"Sürdürülebilir bir gelecek,
sürdürülebilir bir eğitimle başlar."
Sürdürülebilir
eğitim, bireyleri yalnızca akademik bilgiyle donatmak yerine çevresel, ekonomik
ve toplumsal sorumluluklar konusunda bilinçlendiren bir eğitim anlayışıdır.
Uzun vadeli planlama, fırsat eşitliği, çevresel duyarlılık ve yaşam boyu
öğrenme gibi temel ilkeler üzerine kuruludur. Ancak Türkiye’de eğitim sistemi
bu ilkeler doğrultusunda şekillendirilmemekte, aksine kısa vadeli politikalar
ve yapısal sorunlar nedeniyle sürdürülebilir bir yapıya kavuşamamaktadır.
Sürdürülebilir
eğitim, kısa vadeli çözümler yerine uzun vadeli politikalar gerektirir. Ancak
Türkiye’de eğitim sistemi sık sık değişen müfredatlar, sınav sistemleri ve
öğretmen atama politikalarıyla istikrarsız bir yapıya sahiptir. Bu durum,
öğrencilerin ve öğretmenlerin sürekli uyum sağlamak zorunda kaldığı, köklü bir
eğitim anlayışının oluşmasını engelleyen bir tablo yaratmaktadır.
Sürdürülebilir
eğitim, çevreye duyarlı bireyler yetiştirmeyi amaçlar. Ancak Türkiye’de eğitim
sisteminde çevresel sürdürülebilirlik konularına yeterince yer verilmemektedir.

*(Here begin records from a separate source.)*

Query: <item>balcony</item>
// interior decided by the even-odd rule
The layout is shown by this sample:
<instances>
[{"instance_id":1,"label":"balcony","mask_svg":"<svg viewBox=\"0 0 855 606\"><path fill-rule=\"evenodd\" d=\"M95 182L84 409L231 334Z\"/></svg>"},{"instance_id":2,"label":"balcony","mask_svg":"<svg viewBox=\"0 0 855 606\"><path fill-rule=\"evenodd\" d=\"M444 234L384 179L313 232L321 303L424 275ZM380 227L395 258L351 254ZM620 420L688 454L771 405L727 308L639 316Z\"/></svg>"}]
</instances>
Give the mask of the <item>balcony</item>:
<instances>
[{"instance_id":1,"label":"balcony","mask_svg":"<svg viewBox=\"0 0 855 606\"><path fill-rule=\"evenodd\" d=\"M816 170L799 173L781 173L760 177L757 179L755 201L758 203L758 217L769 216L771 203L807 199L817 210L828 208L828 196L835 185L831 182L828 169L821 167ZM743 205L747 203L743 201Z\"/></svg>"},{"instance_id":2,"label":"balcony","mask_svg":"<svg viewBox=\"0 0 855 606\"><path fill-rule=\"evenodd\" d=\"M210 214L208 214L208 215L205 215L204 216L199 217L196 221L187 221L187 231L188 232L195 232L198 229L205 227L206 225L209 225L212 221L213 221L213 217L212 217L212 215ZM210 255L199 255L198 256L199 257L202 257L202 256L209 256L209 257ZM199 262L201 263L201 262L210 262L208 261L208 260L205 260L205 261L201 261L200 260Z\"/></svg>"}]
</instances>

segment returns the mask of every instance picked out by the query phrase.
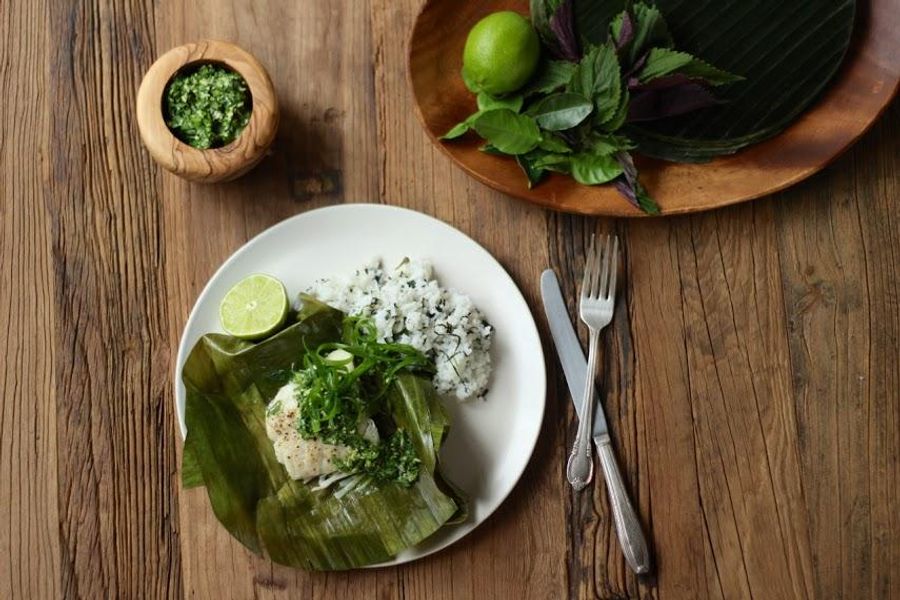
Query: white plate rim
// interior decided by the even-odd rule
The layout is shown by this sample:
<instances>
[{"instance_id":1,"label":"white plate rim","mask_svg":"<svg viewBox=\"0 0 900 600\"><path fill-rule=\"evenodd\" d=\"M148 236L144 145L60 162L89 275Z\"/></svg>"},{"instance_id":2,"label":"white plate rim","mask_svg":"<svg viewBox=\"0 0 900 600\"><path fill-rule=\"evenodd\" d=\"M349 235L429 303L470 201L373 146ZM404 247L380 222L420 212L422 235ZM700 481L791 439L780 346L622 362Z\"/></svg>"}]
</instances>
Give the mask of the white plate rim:
<instances>
[{"instance_id":1,"label":"white plate rim","mask_svg":"<svg viewBox=\"0 0 900 600\"><path fill-rule=\"evenodd\" d=\"M528 315L528 319L526 323L528 324L528 335L533 338L533 347L536 349L537 361L539 363L540 368L537 370L537 373L534 376L537 378L537 388L540 390L540 394L538 397L540 398L540 406L539 406L539 418L535 419L534 427L532 430L532 435L529 439L525 440L525 447L528 448L527 453L523 455L523 460L520 463L518 468L518 472L515 474L515 477L512 477L509 481L509 485L496 495L495 501L487 510L484 515L481 516L478 520L471 523L471 526L464 527L465 524L460 524L459 529L451 535L447 535L445 539L443 539L438 544L433 544L432 547L428 547L425 549L417 550L417 547L407 548L401 554L394 557L393 560L386 561L383 563L378 563L374 565L367 565L364 568L380 568L380 567L391 567L398 566L405 563L413 562L437 552L440 552L465 536L471 534L475 529L477 529L482 523L487 521L491 515L493 515L497 509L506 501L509 497L510 493L512 493L513 489L515 489L516 485L518 485L519 481L522 478L522 475L525 473L525 469L528 467L531 462L531 458L534 455L534 450L537 447L538 438L540 437L540 432L543 427L544 415L546 413L546 405L547 405L547 375L546 375L546 359L544 356L543 344L540 339L540 334L537 329L537 324L534 320L534 315L531 312L528 303L525 301L525 297L522 295L522 291L519 289L519 286L516 284L515 280L513 280L512 276L510 276L509 272L503 267L500 262L494 258L494 256L488 252L484 246L479 244L477 241L466 235L464 232L460 231L456 227L453 227L449 223L446 223L436 217L428 215L423 212L419 212L413 209L395 206L390 204L377 204L377 203L360 203L360 202L351 202L344 204L335 204L330 206L324 206L321 208L316 208L313 210L304 211L298 214L295 214L291 217L288 217L266 229L261 231L260 233L253 236L250 240L242 244L237 250L235 250L220 266L216 271L210 276L209 280L204 285L203 290L200 292L199 296L197 296L197 300L194 302L193 307L191 308L190 315L188 316L188 320L185 322L184 328L181 332L181 337L178 344L178 353L176 355L174 366L174 401L175 401L175 415L178 421L178 427L181 432L181 438L184 440L187 435L187 428L184 423L184 405L185 405L185 388L184 384L181 381L181 367L184 364L185 359L187 358L187 354L191 348L188 347L187 339L188 334L193 328L194 322L198 318L198 312L201 305L206 301L207 296L210 294L210 291L214 285L214 282L222 276L225 272L228 271L229 267L240 260L240 258L247 252L250 252L251 249L262 239L275 235L278 230L282 228L287 228L293 226L297 221L301 221L309 218L310 215L318 215L322 212L326 211L353 211L353 210L375 210L375 211L388 211L388 212L399 212L403 214L407 214L414 218L421 218L428 221L431 221L435 227L445 229L449 234L453 236L459 236L463 239L463 241L472 245L473 249L476 253L481 255L482 260L486 260L497 268L497 271L502 275L502 277L506 280L506 283L514 290L515 295L512 298L509 298L509 301L515 302L519 305L520 309L523 309L524 314ZM180 465L179 465L180 469ZM461 532L461 533L460 533ZM433 537L433 536L432 536ZM423 544L428 542L428 539L423 541Z\"/></svg>"}]
</instances>

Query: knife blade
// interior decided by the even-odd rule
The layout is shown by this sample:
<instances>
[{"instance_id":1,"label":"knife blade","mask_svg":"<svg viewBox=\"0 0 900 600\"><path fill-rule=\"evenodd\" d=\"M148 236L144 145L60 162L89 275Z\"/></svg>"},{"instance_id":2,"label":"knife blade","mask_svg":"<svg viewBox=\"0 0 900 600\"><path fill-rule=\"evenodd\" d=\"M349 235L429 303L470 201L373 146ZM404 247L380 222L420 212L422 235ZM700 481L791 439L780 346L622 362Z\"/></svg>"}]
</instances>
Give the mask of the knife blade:
<instances>
[{"instance_id":1,"label":"knife blade","mask_svg":"<svg viewBox=\"0 0 900 600\"><path fill-rule=\"evenodd\" d=\"M569 385L569 394L572 396L572 404L575 412L581 418L581 399L584 397L584 384L587 378L587 359L581 342L575 334L575 328L569 319L569 311L559 289L559 281L553 269L547 269L541 273L541 298L544 301L544 312L550 323L550 335L562 363L566 383ZM606 424L606 415L603 414L603 406L597 401L597 392L594 391L594 424L591 428L591 437L596 441L598 436L609 433Z\"/></svg>"}]
</instances>

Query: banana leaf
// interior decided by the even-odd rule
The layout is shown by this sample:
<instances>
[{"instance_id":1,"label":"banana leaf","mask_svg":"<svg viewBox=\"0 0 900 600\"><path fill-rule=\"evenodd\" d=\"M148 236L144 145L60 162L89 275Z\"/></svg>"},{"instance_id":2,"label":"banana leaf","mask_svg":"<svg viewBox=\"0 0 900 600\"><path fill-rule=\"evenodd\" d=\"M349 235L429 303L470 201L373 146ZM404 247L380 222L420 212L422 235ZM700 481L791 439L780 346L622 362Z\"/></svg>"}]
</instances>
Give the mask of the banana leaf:
<instances>
[{"instance_id":1,"label":"banana leaf","mask_svg":"<svg viewBox=\"0 0 900 600\"><path fill-rule=\"evenodd\" d=\"M342 318L305 299L296 322L262 342L204 336L182 371L183 483L206 487L216 517L247 548L288 566L335 570L384 562L465 516L465 501L440 472L449 419L423 377L401 375L387 401L422 461L412 486L353 476L341 493L314 491L290 479L275 459L266 404L304 348L340 339Z\"/></svg>"},{"instance_id":2,"label":"banana leaf","mask_svg":"<svg viewBox=\"0 0 900 600\"><path fill-rule=\"evenodd\" d=\"M575 0L586 39L606 39L626 0ZM679 50L742 75L726 102L626 129L639 151L700 162L770 138L819 97L850 45L855 0L658 0Z\"/></svg>"}]
</instances>

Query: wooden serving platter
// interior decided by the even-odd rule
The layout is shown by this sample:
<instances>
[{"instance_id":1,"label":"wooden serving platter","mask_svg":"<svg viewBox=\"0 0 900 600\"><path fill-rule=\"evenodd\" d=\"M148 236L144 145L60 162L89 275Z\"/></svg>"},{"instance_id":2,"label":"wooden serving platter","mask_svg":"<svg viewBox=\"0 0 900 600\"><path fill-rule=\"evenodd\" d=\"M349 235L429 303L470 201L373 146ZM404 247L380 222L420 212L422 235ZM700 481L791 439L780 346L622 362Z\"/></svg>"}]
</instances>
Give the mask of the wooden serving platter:
<instances>
[{"instance_id":1,"label":"wooden serving platter","mask_svg":"<svg viewBox=\"0 0 900 600\"><path fill-rule=\"evenodd\" d=\"M475 136L452 143L438 137L475 111L475 98L460 77L462 49L471 27L488 13L528 13L525 0L460 3L428 0L409 40L409 83L431 140L475 179L496 190L554 210L641 216L612 186L588 187L551 175L529 189L509 158L480 152ZM900 12L894 0L859 3L848 55L822 97L774 138L704 164L638 157L641 181L661 214L708 210L752 200L801 181L825 167L875 122L900 81Z\"/></svg>"}]
</instances>

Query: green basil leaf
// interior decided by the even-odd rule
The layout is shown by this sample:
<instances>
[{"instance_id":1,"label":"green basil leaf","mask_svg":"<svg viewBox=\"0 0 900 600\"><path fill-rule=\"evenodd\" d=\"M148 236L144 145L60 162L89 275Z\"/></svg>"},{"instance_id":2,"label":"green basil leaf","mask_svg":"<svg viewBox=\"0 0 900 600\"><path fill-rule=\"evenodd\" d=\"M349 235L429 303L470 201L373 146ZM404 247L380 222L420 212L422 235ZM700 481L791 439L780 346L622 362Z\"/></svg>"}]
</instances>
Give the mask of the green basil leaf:
<instances>
[{"instance_id":1,"label":"green basil leaf","mask_svg":"<svg viewBox=\"0 0 900 600\"><path fill-rule=\"evenodd\" d=\"M584 121L594 110L594 104L575 93L547 96L529 110L538 125L547 131L563 131Z\"/></svg>"},{"instance_id":2,"label":"green basil leaf","mask_svg":"<svg viewBox=\"0 0 900 600\"><path fill-rule=\"evenodd\" d=\"M502 152L497 149L493 144L485 144L481 148L479 148L485 154L490 154L491 156L509 156L506 152Z\"/></svg>"},{"instance_id":3,"label":"green basil leaf","mask_svg":"<svg viewBox=\"0 0 900 600\"><path fill-rule=\"evenodd\" d=\"M568 174L571 170L571 157L564 154L545 154L534 162L534 166L547 171Z\"/></svg>"},{"instance_id":4,"label":"green basil leaf","mask_svg":"<svg viewBox=\"0 0 900 600\"><path fill-rule=\"evenodd\" d=\"M472 124L478 135L506 154L525 154L541 141L534 119L517 115L508 108L481 113Z\"/></svg>"},{"instance_id":5,"label":"green basil leaf","mask_svg":"<svg viewBox=\"0 0 900 600\"><path fill-rule=\"evenodd\" d=\"M568 154L572 151L569 145L558 135L547 134L538 144L538 148L554 154Z\"/></svg>"},{"instance_id":6,"label":"green basil leaf","mask_svg":"<svg viewBox=\"0 0 900 600\"><path fill-rule=\"evenodd\" d=\"M572 177L584 185L607 183L622 174L622 167L611 155L576 154L571 164Z\"/></svg>"},{"instance_id":7,"label":"green basil leaf","mask_svg":"<svg viewBox=\"0 0 900 600\"><path fill-rule=\"evenodd\" d=\"M457 123L456 125L454 125L450 129L450 131L448 131L447 133L442 135L439 139L455 140L456 138L458 138L462 135L465 135L465 133L467 131L469 131L469 129L472 128L472 123L475 122L475 119L477 119L479 117L479 115L481 115L481 111L478 111L474 114L469 115L465 121L461 121L461 122Z\"/></svg>"},{"instance_id":8,"label":"green basil leaf","mask_svg":"<svg viewBox=\"0 0 900 600\"><path fill-rule=\"evenodd\" d=\"M632 150L635 145L625 136L595 134L590 140L591 153L597 156L611 156L622 150Z\"/></svg>"},{"instance_id":9,"label":"green basil leaf","mask_svg":"<svg viewBox=\"0 0 900 600\"><path fill-rule=\"evenodd\" d=\"M549 94L565 87L572 79L575 72L575 63L565 60L544 61L537 75L522 90L523 96L534 94Z\"/></svg>"},{"instance_id":10,"label":"green basil leaf","mask_svg":"<svg viewBox=\"0 0 900 600\"><path fill-rule=\"evenodd\" d=\"M536 150L516 156L516 163L522 169L522 172L525 173L525 177L528 178L529 189L539 184L547 176L547 170L535 164L540 156L540 153Z\"/></svg>"},{"instance_id":11,"label":"green basil leaf","mask_svg":"<svg viewBox=\"0 0 900 600\"><path fill-rule=\"evenodd\" d=\"M593 100L594 123L598 126L613 120L620 112L622 72L619 58L611 42L591 48L578 63L566 90Z\"/></svg>"},{"instance_id":12,"label":"green basil leaf","mask_svg":"<svg viewBox=\"0 0 900 600\"><path fill-rule=\"evenodd\" d=\"M653 48L647 56L647 63L641 69L638 80L641 83L653 81L665 75L684 75L691 79L702 79L710 85L723 85L741 81L743 77L732 75L722 69L695 58L687 52L668 48Z\"/></svg>"},{"instance_id":13,"label":"green basil leaf","mask_svg":"<svg viewBox=\"0 0 900 600\"><path fill-rule=\"evenodd\" d=\"M518 94L506 98L495 98L486 92L478 94L478 110L480 111L508 108L513 112L519 112L522 110L524 102L525 98Z\"/></svg>"}]
</instances>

İklim değişikliği, geri dönüşüm, enerji verimliliği gibi kritik konular
müfredatta sınırlı bir şekilde ele alınmakta ve öğrencilere bu konularda
uygulamalı deneyimler sunulmamaktadır.
Türkiye’de
eğitim, bölgeler ve sosyoekonomik gruplar arasında ciddi farklılıklar
göstermektedir. Özellikle kırsal bölgelerde eğitim olanakları şehir
merkezlerine kıyasla çok daha kısıtlıdır. Nitelikli öğretmen eksikliği,
yetersiz fiziki koşullar ve teknolojik altyapı sorunları sürdürülebilir bir
eğitim sisteminin oluşmasını engellemektedir.
Sürdürülebilir
eğitim, hem yerel kültürel değerleri hem de küresel gelişmeleri içermelidir.
Türkiye’de müfredatın çoğunlukla merkezi bir bakış açısıyla hazırlanması, yerel
kültürel öğelerin yeterince işlenmemesine neden olmaktadır. Aynı zamanda,
uluslararası standartlara uygun, yenilikçi eğitim içerikleri yeterince
benimsenmemekte ve öğrencilerin küresel bakış açısıyla yetişmeleri
zorlaşmaktadır.
Sürdürülebilir
eğitim yalnızca okul yıllarıyla sınırlı kalmamalıdır. Ancak Türkiye’de eğitim,
sınav odaklı öğrenme süreçlerine sıkışmış durumdadır. Mezun olduktan sonra
bireylerin kendini geliştirebileceği yaşam boyu öğrenme programları yetersiz
kalmakta, mesleki gelişim ve yetişkin eğitimi konusunda ciddi eksiklikler
yaşanmaktadır.
Sürdürülebilir bir eğitim sisteminin
eksikliği Türkiye’de birçok olumsuz sonuca yol açmaktadır:
Sürekli
değişen politikalar nedeniyle nitelikli bir eğitim sistemi oluşturulamamakta ve
öğrencilerin temel becerileri edinmesi zorlaşmaktadır.
Eğitimin iş
dünyasının beklentilerine uyum sağlamaması, mezunların istihdam
edilebilirliklerini düşürmektedir.
Eğitime
erişimdeki eşitsizlikler, toplumsal kutuplaşmayı ve fırsat uçurumlarını
artırmaktadır.
Çevresel
sürdürülebilirlik konusunda eğitim almayan bireyler, çevreyle ilgili sorunlara
duyarsız kalmakta ve çevreyi koruma bilinci gelişmemektedir.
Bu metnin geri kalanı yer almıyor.